Construct PQR, such that QR = 6.5 cm, ∠ PQR= 40o and PQ – PR = 2.5 cm
Answers
Step-by-step explanation:
Here, PQ – PR = 2.5 cm
∴ PQ > PR As shown in the rough figure draw seg QR = 6.5 cm .
Draw a ray QT making on angle of 40° with QR . Take a point S on ray QT, such that QS = 2.5 cm. Now, PQ – PS = QS [Q - S - T]
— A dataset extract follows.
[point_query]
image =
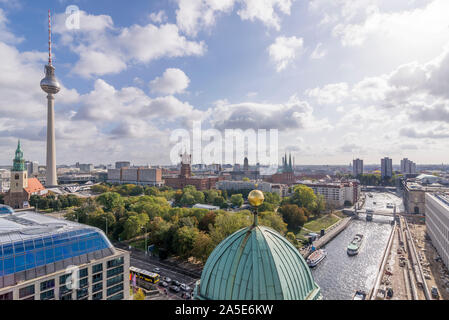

∴ PQ – PS = 2.5 cm ……(i) [Given]
Also, PQ – PR = 2.5 cm …..(ii) [From (i) and (ii)]
∴ PQ – PS = PQ – PR
∴ PS = PR
∴ Point P is on the perpendicular bisector of seg RS
∴ Point P is the intersection of ray QT and the perpendicular bisector of seg RS.
Steps of construction:
i. Draw seg QR of length 6.5 cm.
ii. Draw ray QT, such that ∠RQT = 40°
iii. Mark point S on ray QT such that l(QS) = 2.5 cm.
iv. Join points S and R.
v. Draw perpendicular bisector of seg SR intersecting ray QT. Name the point as P.
vi. Join the points P and R. Hence, ∆PQR is the required triangle.